Insight on question 7:
The histogram of the percentage of Pell Grant recipients shows that while a large proportion of universities have moderate levels of grant support, a non-negligible number cater to a significantly higher percentage of students who rely on financial aid. This analysis could guide further investigations into institutional characteristics, outcomes for students receiving grants, and potential policy initiatives.
range_tuition <- range(CollegeScores4yr$TuitionFTE, na.rm = TRUE)
print(paste("Range of Tuition Fees per Student:", paste(range_tuition, collapse = " - ")))
## [1] "Range of Tuition Fees per Student: 0 - 58553"
Insight on question 8:
The code snippet calculates the range of tuition fees per student using the Tuition variable in the CollegeScores4yr data set. By setting na.rm = TRUE, it ensures that NA values are excluded from the calculation. The range() function returns the minimum and maximum tuition fees, which are then printed in a formatted string.
ggplot(CollegeScores4yr, aes(x = Region, y = FacSalary)) +
geom_boxplot(fill = "lightblue") +
ggtitle("Boxplot of Faculty Salaries by Region") +
xlab("Region") +
ylab("Faculty Salary")
## Warning: Removed 54 rows containing non-finite outside the scale range
## (`stat_boxplot()`).
Insight on question 9:
This box plot analysis highlights significant regional differences in faculty salaries, with the Northeast and West leading in median pay. The presence of outliers and variability in certain regions suggests a mix of institutional practices and external economic factors influencing pay. Further analysis could provide more detailed insights into the drivers of these differences and their implications for faculty recruitment and retention.
above_50_female <- sum(CollegeScores4yr$Female > 50, na.rm = TRUE)
below_50_female <- sum(CollegeScores4yr$Female <= 50, na.rm = TRUE)
pie_values <- c(above_50_female, below_50_female)
pie_labels <- c("More than 50% Female", "50% or Less Female")
pie(pie_values, labels = pie_labels, main = "Percentage of Universities with More than 50% Female Students", col = c("lightcoral", "lightblue"))
Insight on question 10:
The pie chart illustrates the distribution of universities based on the proportion of female students enrolled. Specifically:
More than 50% Female: This category, represented by the larger section of the chart (~82.8%), indicates that a significant majority of universities have a student body composed of more than 50% female students. 50% or Less Female: The smaller section of the chart (~17.2%) represents the universities
where the proportion of female students is 50% or less.

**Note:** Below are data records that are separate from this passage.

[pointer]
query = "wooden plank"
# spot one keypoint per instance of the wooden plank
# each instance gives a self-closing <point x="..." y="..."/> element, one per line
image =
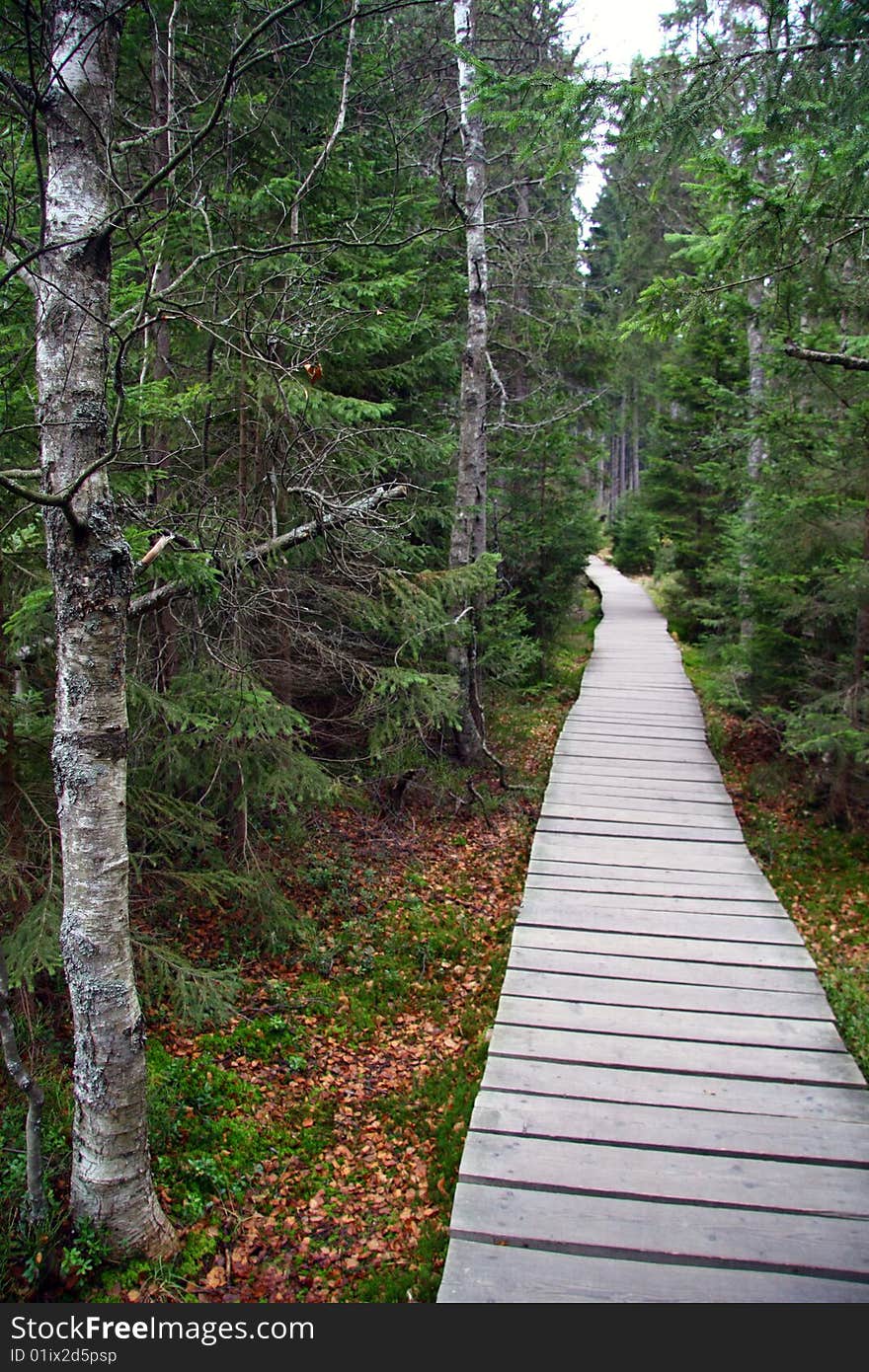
<point x="794" y="1244"/>
<point x="666" y="946"/>
<point x="672" y="971"/>
<point x="482" y="1272"/>
<point x="665" y="1079"/>
<point x="646" y="852"/>
<point x="659" y="919"/>
<point x="639" y="770"/>
<point x="634" y="749"/>
<point x="665" y="995"/>
<point x="661" y="1175"/>
<point x="666" y="885"/>
<point x="728" y="1132"/>
<point x="555" y="823"/>
<point x="653" y="1023"/>
<point x="684" y="1055"/>
<point x="634" y="795"/>
<point x="795" y="1101"/>
<point x="565" y="903"/>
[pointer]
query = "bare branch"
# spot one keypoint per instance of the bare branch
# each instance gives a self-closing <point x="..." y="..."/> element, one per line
<point x="301" y="534"/>
<point x="810" y="354"/>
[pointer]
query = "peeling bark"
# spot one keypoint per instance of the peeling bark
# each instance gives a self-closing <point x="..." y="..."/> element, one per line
<point x="34" y="1128"/>
<point x="468" y="534"/>
<point x="92" y="576"/>
<point x="756" y="447"/>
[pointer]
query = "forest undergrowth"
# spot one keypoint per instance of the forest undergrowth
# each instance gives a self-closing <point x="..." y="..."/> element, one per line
<point x="819" y="870"/>
<point x="308" y="1147"/>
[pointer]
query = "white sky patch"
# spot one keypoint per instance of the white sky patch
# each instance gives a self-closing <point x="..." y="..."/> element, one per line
<point x="616" y="32"/>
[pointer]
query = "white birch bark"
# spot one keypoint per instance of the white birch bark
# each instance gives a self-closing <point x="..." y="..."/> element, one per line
<point x="468" y="533"/>
<point x="92" y="576"/>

This visualization highlights that the vast majority of universities have a predominantly female student population, suggesting gender distribution trends in higher education enrollment.
Data Collection: The data set was sourced directly from a public URL, ensuring easy access and reproducibility. Initial Observations: Basic data inspection was performed, including checking dimensions and previewing the first few rows. Data Cleaning: Missing values were assessed, and the na.omit() function was used to exclude rows containing NA values to ensure the analysis was based on complete observations.
Summary of Approach: The data set’s collection and initial cleaning process focused on ensuring data integrity and preparing it for meaningful analysis. Missing values were handled appropriately, and the data was structured for further statistical exploration and visualization.